Secara umum ada dua kriteria pengakuan
pendapatan yaitu:
1. Pendapatan baru dapat diakui bilamana jumlah rupiah pendapatan telah
terealisasi atau cukup pasti akan segera terealisasi (Realized atau
Realizable). Pendapatan dapat dikatakan telah terealisasi bilamana telah
terjadi transaksi pertukaran produk atau jasa hasil kegiatan perusahaan dengan kas
atau klaim untuk menerima kas.
Pendapatan dapat dikatakan cukup pasti akan segera terealisasi bilamana barang
penukar yang diterima dapat dengan mudah dikonversi menjadi sejumlah kas atau
setara kas yang cukup pasti.
2. Pendapatan baru dapat diakui bilamana pendapatan tersebut sudah terhimpun
atau terbentuk (earned). Pendapatan dapat dikatakan telah terhimpun bilamana
kegiatan menghasilkan pendapatan tersebut telah berjalan dan secara substansial
telah selesai sehingga suatu unit usaha berhak untuk menguasai manfaat yang
terkandung dalam pendapatan.
Kedua kriteria diatas harus dipenuhi
untuk mengakui pendapatan walaupun bobot pentingnya untuk suatu keadaan
tertentu dapat berbeda. Kriteria pengakuan pendapatan yang lebih teknis
dikemukakan oleh kami bahwa pendapatan dapat diakui kalau memenuhi persyaratan
sebagai berikut:
1. Keterukuran nilai aktiva
2. Terjadinya transaksi
3. Proses penghimpunan secara substansial telah selesai.
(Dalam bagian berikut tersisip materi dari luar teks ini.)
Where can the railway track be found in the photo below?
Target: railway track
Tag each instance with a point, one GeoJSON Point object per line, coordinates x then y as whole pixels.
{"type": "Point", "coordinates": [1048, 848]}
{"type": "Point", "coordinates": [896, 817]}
Kebanyakan perusahaan dasar penjualan sebagai saat
pengakuan dan pengukuran pendapatan adalah yang paling jelas dan obyektif
daripada dasar lain yang dapat dipakai.
Menurut Paton dan Littleton dan
dikutip oleh Suwardjono (1984:154) dalam buku Teori Akuntansi Perekayasaan Akuntansi
Keuangan alasan yang mendukung bahwa pendapatan pada saat penjualan merupakan
suatu standart yang utama sehingga mendasari pada pengertian dan konsep tentang
pendapatan sebagai berikut:
- Pendapatan adalah merupakan
jumlah rupiah yang menyatakan produk akhir operasi perusahaan dan oleh
karena itu harus diakui dan diukur pada tingkat atau titik kegiatan yang
menentukan dalam aliran kegiatan operasi kegiatan.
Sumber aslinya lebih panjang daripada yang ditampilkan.